Great news! Our contributions to the 16th EISA Pan-European Conference on International Relations, taking place in Potsdam (5-9 September), have been accepted!
The INFRAGLOB team will participate with the following contributions in the conference:
- Jan Sändig and Jana Hönke will present their paper ‘Going global, meeting resistance, changing practices? Chinese mining investments in Africa’ in the panel ‘Chinese foreign policy and global governance.’
Focusing on struggles over mining investments, they ask how Chinese mining companies become contested and respond to contentious actions. They particularly focus on whether Chinese miners – like their Western peers – respond to protests by employing corporate social responsibility (CSR) practices. The analysis proceeds through case studies of large-scale Chinese mining investment in Guinea and the Democratic Republic of the Congo (DRC). Based on these cases, the paper argues that certain forms of contestation have indeed pushed Chinese mining companies towards CSR endorsement. But it also finds that regulation (both in China and the hosting country) and supply chain pressure for ‘responsible mining’ have mattered. Hence, Chinese actors navigate the global political economy by partly reshaping the international order and partly adapting to established practices.

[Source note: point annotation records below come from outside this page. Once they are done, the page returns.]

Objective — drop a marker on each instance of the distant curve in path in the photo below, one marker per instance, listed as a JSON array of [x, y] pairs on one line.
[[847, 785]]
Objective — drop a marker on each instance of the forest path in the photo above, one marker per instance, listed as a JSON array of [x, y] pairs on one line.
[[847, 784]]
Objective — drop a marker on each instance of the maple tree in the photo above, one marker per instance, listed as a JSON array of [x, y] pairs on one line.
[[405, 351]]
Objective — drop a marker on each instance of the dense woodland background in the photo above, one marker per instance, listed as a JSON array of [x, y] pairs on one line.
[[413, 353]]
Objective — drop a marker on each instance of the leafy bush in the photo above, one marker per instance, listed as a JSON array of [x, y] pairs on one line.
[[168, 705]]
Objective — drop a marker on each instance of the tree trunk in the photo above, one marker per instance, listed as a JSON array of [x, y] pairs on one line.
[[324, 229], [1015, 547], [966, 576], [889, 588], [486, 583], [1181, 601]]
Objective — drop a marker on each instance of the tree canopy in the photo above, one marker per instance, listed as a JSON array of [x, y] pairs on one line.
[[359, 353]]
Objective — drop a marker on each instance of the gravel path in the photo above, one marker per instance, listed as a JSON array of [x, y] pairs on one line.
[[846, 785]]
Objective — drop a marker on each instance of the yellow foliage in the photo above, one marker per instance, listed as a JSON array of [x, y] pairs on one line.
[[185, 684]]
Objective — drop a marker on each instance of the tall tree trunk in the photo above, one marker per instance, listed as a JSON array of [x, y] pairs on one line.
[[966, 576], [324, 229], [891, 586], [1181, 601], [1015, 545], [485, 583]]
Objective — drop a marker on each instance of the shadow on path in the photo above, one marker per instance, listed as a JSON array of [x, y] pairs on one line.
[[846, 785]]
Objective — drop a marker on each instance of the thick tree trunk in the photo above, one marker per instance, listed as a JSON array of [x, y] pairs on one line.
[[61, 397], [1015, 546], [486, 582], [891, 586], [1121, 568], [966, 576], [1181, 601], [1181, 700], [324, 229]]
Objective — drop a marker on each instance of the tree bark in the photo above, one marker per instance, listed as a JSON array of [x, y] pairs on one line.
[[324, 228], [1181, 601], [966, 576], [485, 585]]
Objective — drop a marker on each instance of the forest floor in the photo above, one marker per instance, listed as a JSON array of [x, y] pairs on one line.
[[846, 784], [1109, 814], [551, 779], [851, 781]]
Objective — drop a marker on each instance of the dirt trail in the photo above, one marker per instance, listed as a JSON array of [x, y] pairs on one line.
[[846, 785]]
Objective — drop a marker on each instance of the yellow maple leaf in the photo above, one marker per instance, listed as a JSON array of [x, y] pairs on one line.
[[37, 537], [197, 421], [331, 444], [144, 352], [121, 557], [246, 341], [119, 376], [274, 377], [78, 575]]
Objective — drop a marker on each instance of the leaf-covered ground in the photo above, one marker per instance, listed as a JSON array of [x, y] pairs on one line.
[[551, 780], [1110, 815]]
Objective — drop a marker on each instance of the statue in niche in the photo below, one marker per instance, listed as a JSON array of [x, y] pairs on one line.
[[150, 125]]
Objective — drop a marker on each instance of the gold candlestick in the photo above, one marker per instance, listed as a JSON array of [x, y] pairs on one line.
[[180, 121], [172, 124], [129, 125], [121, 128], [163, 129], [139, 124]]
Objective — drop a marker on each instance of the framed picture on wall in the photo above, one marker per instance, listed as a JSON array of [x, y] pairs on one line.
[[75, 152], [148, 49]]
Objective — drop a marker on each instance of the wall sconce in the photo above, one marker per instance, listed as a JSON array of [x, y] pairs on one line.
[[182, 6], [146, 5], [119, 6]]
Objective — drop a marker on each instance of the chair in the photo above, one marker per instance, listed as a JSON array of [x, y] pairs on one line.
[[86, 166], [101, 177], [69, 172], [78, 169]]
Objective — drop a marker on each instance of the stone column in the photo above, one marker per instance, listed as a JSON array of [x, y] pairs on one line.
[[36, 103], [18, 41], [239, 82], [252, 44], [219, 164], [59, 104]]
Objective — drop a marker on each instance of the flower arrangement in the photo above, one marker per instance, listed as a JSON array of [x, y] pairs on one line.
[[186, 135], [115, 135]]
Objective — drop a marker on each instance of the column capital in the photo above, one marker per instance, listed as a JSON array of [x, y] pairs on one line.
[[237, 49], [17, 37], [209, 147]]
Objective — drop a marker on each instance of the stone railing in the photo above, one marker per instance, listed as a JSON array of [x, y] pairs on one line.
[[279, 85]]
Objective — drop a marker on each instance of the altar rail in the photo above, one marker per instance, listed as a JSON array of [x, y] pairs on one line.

- Together with Nina Reiners (University of Oslo), Jana Hönke and Raoul Bunskoek convene the panel ‘Transnational Professionals within and beyond ‘the West’: Reshaping Global Governance?’.
The panel will bring together scholars from various sub-fields in International Relations and neighbouring disciplines and thereby provide a platform for interdisciplinary exchange, offering insights into the complexities of the transnational professional experience. Examining the composition, role and impact of transnational professionals in shaping global politics within and beyond the West, the discussions will delve into – among others – the challenges and opportunities faced by transnational professionals as they navigate cultural, political and regulatory boundaries in different contexts.
- Within this panel, Raoul Bunskoek and Jana Hönke will present their paper ‘Party time: Entering the life worlds and career trajectories of Chinese transnational professionals’.
Starting from the observation that Chinese transnational professionals have their own life worlds that do not necessarily correspond to the one suggested in conventional literature, they depart from the conventional approach of researching ‘Western’ transnational professionals. Their paper examines the types of social capital and skill sets required of Chinese transnational professionals; the underlying structures that condition what constitutes competent or successful practice in their case; and how promotions and rewards are distributed. The paper calls for more attention to the diversity of professional life worlds presented in the paper and advances theorizing the effects of such divergence and fragmentation on transnational governance.
- Jan Sändig will present his paper ‘The role of corporation: Explaining why large scale agricultural investments become differently contested’ within the panel ‘Infrastructures and the (Un-)Making of Global Investments.’
With a focus on plantation development in Cameroon, he argues that the role of the investing company has remained underexplored within the literature on resistance against ‘land grabbing.’ He therefore proposes a theoretical framework that draws more widely on research regarding the corporations-contention nexus. The framework integrates insights from this literature into the threats and opportunities perspective from social movement research. To illustrate the argument, he compares two major Cameroonian plantations and their European parent companies. Based on interviews as well as activist and company publications, he finds that differences in corporate actions and their structural traits indeed matter. Thereby, this paper shows the relevance of studying the investing corporations to better understand how large-scale infrastructure development becomes challenged.